Colleen Carroll Campbell was the second keynote speaker during the Dynamic Women of Faith conference this past weekend. Her talk focused on the struggle of perfectionism, especially in our spiritual lives.


One thing I always admired about her books and talks is she is very raw and straight to the point. She has this way of gently challenging you. And then she hit me with this..."A refusal to trust in God's love pains Him more than sin."


...


That one really made me think for a moment because at first it didn't make sense to me. There is only one thing that makes God angry...and that is sin because of what it does to us. It literally breaks the relationship between Him and us. I always felt that sin was what hurt God the most.


But then I tried to bring it to a more human way of understanding it. If someone you love very much wrongs you, it hurts. But picture that same person simply coming up to you and telling you that they do not accept or trust your love, and quite frankly don't want it. I have a feeling the second situation would leave a deeper wound in your heart than the first one.


We all make mistakes and our actions can hurt people, but when we make a deliberate choice to refuse someone's love who cares for us deeply...that hurts deeper.

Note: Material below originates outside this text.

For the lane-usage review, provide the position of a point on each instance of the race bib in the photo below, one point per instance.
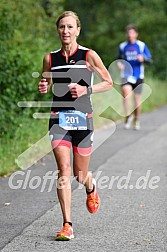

It is very different from saying "God I want to trust in your love, but I am struggling." Here there is that desire to receive God's love. When we say "God I refuse to trust in your love" there is no desire to receive at all. It is a direct choice to not accept. A refusal is very different from a struggle.


This is something that I have seen many times in my past, where I made a refusal to accept and trust God's love. It always left me feeling completely empty, lifeless. Repenting from that I was able to come to God saying, "Lord, I desire your love and I am deeply sorry for the times that I pushed it away and refused it. Help me trust you more and be open to your love." This doesn't mean I don't still struggle with it, but I want to make the choice to desire God's love and receive it. Every time I have, that emptiness became filled, and that life was poured back into me.


As we slowly come closer to this culminating time at the end of Lent, we will reflect on the greatest act of love God made for us: Christ's death on the cross, giving His life for us.


I leave you with one simple, but blunt question:

Will you accept that love that was poured out for you on the cross...or will you refuse it?